Division of Cardiovascular Diseases and the Gonda Vascular Center, Mayo Clinic, Rochester, MN, USA; Department of Health Science Research, Mayo Clinic, Rochester, MN, USA.
Atherosclerosis. 2016 Mar;246:274-9. doi: 10.1016/j.atherosclerosis.2015.12.031. Epub 2016 Jan 5.
We investigated whether a multi-locus genetic risk scores (GRS) was associated with presence and progression of abdominal aortic aneurysm (AAA) in a case - control study.

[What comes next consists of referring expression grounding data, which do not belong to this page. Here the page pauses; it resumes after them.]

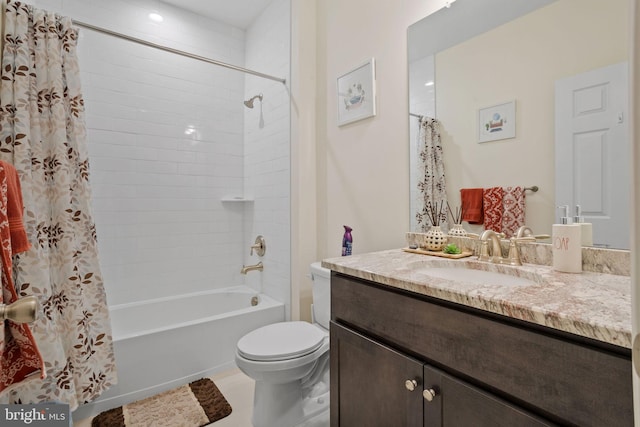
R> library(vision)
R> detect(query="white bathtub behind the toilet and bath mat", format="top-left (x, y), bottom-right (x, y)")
top-left (73, 286), bottom-right (285, 420)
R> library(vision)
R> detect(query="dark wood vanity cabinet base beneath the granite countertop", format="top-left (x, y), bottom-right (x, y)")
top-left (330, 273), bottom-right (633, 427)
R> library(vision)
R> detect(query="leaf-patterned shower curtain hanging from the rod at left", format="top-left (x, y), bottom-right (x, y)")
top-left (0, 0), bottom-right (116, 410)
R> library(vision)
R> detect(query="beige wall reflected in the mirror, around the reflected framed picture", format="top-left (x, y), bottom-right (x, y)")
top-left (435, 0), bottom-right (629, 234)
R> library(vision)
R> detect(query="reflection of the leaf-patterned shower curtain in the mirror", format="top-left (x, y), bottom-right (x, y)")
top-left (416, 117), bottom-right (449, 232)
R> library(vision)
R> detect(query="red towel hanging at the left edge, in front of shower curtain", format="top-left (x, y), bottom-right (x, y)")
top-left (0, 161), bottom-right (46, 392)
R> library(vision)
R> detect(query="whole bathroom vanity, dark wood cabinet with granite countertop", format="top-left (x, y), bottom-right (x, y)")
top-left (323, 250), bottom-right (633, 427)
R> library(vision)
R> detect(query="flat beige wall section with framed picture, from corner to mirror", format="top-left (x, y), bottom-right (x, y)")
top-left (316, 0), bottom-right (445, 257)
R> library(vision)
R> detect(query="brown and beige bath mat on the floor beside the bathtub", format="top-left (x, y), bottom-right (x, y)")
top-left (91, 378), bottom-right (231, 427)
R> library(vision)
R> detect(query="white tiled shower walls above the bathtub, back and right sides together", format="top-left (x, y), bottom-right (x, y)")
top-left (31, 0), bottom-right (290, 314)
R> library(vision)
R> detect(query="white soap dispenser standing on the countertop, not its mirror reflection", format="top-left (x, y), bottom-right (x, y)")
top-left (551, 205), bottom-right (582, 273)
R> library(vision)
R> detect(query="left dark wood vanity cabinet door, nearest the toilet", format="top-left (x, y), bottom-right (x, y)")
top-left (330, 322), bottom-right (423, 427)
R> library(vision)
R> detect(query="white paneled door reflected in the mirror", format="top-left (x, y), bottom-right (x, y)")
top-left (555, 62), bottom-right (631, 249)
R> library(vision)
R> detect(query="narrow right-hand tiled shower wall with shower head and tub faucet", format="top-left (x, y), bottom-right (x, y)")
top-left (243, 0), bottom-right (291, 313)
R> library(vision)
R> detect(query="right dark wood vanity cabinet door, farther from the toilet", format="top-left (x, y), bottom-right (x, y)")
top-left (424, 365), bottom-right (555, 427)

The study comprised of 1124 patients with AAA (74 ± 8 years, 83% men, 52% of them with a maximal AAA size ≤ 5 cm) and 6524 non-cases (67 ± 11 years, 58% men) from the Mayo Vascular Disease Biorepository. AAA was defined as infrarenal abdominal aorta diameter ≥ 3.0 cm or history of AAA repair. Non-cases were participants without known AAA. A GRS was calculated using 4 SNPs associated with AAA at genome-wide significance (P ≤ 10(-8)). The GRS was associated with the presence of AAA after adjustment for age, sex, cardiovascular risk factors, atherosclerotic cardiovascular diseases and family history of aortic aneurysm: odds ratio (OR, 95% confidence interval, CI) 1.06 (1.04-1.09, p < 0.001). Adding GRS to conventional risk factors improved the association of presence of AAA (net reclassification index 14%, p < 0.001). In a subset of patients with AAA who had ≥ 2 imaging studies (n = 651, mean (SE) growth rate 2.47 (0.11) mm/year during a mean time interval of 5.41 years), GRS, baseline size, diabetes and family history were each associated with aneurysm growth rate in univariate association (all p < 0.05). The estimated mean aneurysm growth rate was 0.50 mm/year higher in those with GRS > median (5.78) than those with GRS ≤ median (p = 0.01), after adjustment for baseline size (p < 0.001), diabetes (p = 0.046) and family history of aortic aneurysm (p = 0.02).
A multi-locus GRS was associated with presence of AAA and greater aneurysm expansion.
在一项病例对照研究中,我们调查了多基因座遗传风险评分(GRS)是否与腹主动脉瘤(AAA)的发生及进展相关。
该研究纳入了梅奥血管疾病生物样本库中的1124例AAA患者(74±8岁,83%为男性,其中52%的AAA最大直径≤5 cm)和6524例非病例(67±11岁,58%为男性)。AAA定义为肾下腹主动脉直径≥3.0 cm或有AAA修复史。非病例为无已知AAA的参与者。使用4个在全基因组水平具有显著意义(P≤10⁻⁸)的与AAA相关的单核苷酸多态性(SNP)计算GRS。在调整年龄、性别、心血管危险因素、动脉粥样硬化性心血管疾病和主动脉瘤家族史后,GRS与AAA的发生相关:比值比(OR,95%置信区间,CI)为1.06(1.04 - 1.09,p<0.001)。将GRS添加到传统危险因素中可改善AAA存在情况的关联性(净重新分类指数为14%,p<0.001)。在一组有≥2次影像学检查的AAA患者亚组(n = 651,在平均时间间隔5.41年期间平均(标准误)生长速率为2.47(0.11)mm/年)中,GRS、基线大小、糖尿病和家族史在单变量关联中均与动脉瘤生长速率相关(所有p<0.05)。在调整基线大小(p<0.001)、糖尿病(p = 0.046)和主动脉瘤家族史(p = 0.02)后,GRS>中位数(5.78)者的估计平均动脉瘤生长速率比GRS≤中位数者高0.50 mm/年(p = 0.01)。
多基因座GRS与AAA的存在及更大的动脉瘤扩张相关。